2°) tout ça me rappelle la fin lamentable des NMPP sous la férule impitoyable de la CGT qui se fichait éperdument de la situation de l'entreprise et privait régulièrement les Français de leur journaux en demandant à l'État-maman de payer si les patrons de presse ne pouvaient plus…
Kujawski
02/10/2023 à 20:45
Excellent.
Signe que les réactions à la grève chez Interforum visent juste, on a droit, pour toute réponse, aux habituelles, pauvres, affligeantes palinodies sur « la gauche intellectuelle et syndicale » et la méchante CGT sans laquelle le bonheur serait total.
L’autre grand bonheur, à en croire notre grand penseur, consiste à subir en silence. Laissez-vous faire, conseille-t-il aux salarié(e)s, laissez aller. C’est une vision de la liberté. L’autre, c’est de prendre ses affaires en mains, exactement ce que commencent à faire les salarié(e)s d’Interforum.

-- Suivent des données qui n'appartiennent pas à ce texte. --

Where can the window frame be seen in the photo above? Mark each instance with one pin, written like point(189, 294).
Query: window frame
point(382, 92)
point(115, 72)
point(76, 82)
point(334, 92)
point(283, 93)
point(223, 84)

Qu’il faut féliciter et soutenir, cher NewParadigm.
DICTATEUR
04/10/2023 à 20:29
Le dictateur chèfchèf de la CFDT annonce à la direction un préavis de Grève sur Malesherbes.
La direction prévoit la préparation du Lévy sur Tigery.
A quand un grand ménage des élus CFDT.
Un grand ras le bol des arrangement CFDT/DIRECTION
Salarié Editis
07/10/2023 à 12:50
Ouah ! Merci pour votre commentaire vous avez dit tout haut ce que beaucoup pensent tout bas. Enfin !! Maintenant que la prochaine direction ne rentre plus là dedans et tout sera parfait. Que font les organisations syndicales quand elles apprennent ce genre de dérive ? Elle ne devrait pas plutôt sévir ? On entend énormément ce genre de problème un peu partout en France et je ne comprends pas ce genre de fonctionnement, il n’y a pas quelque chose à fait contre ça ?. Et par curiosité c’est quoi des arrangements ?
Élu
07/10/2023 à 13:05
Mais c'est que du pipeau cette grève annoncé par le mec de la CFDT sur Malherbes car tout le monde sait que les offices se font sur Tigery et non à Malherbes, il a même réussi à mettre le doute dans la tête des salariés de Malesherbes et Tigery et peut-être aussi de la direction apparemment. Comment les salariés peuvent-ils encore faire confiance à ça ?
Au théâtre ce soir
08/10/2023 à 12:30
Est-ce que tout ça n'est pas plutôt une mise en scène entre la CFDT et l'actuelle direction pour que celle-ci se vente de pouvoir manœuvrer les syndicats auprès du futur actionnaire pour qu'il la garde ou pour négocier son chèque de départ ?????
Modus Vivendi
09/10/2023 à 18:25
Les dirigeants actuels d'Editis , incompétents mais nommés par Bolloré, sont toujours au service de Vivendi. Leur inaction est délibérée, elle favorise évidemment le concurrent Hachette, nouvelle filiale de Vivendi. Ils en seront récompensés un jour ou l'autre en retrouvant un poste dans le groupe Bolloré. Le comble, c'est que la réaction des syndicats va dans le même sens: ils tombent dans le piège tendu par Bolloré et nuisent eux aussi aux intérêts de leur propre groupe au profit de son concurrent.
Le Chao
10/10/2023 à 05:21
C'est le Chao chez Editis, c'est dramatique en ce moment tout ce qui s'y passe. C'est Dallas façon Bolloré ! Il est temps que la commission Européenne mette un terme à tout cela au plus vite en délivrant Editis. Les salariés sont démotivés, fatigués de cette situation qui n'a que trop durée. Kretinsky ne sera jamais pire que Bolloré qui a abîmé ce groupe et ses salariés. Nous entendons des choses en ce moment inimaginables qui seront je l'espère entendues et écoutees très sérieusement par Kretinsky. Il devra écouter pour que des remèdes soient trouvés pour réparer Editis et le moral des salariés. Il y a du boulot, un énorme chantier pour reconstruire ce qui a été abîmé, détruit.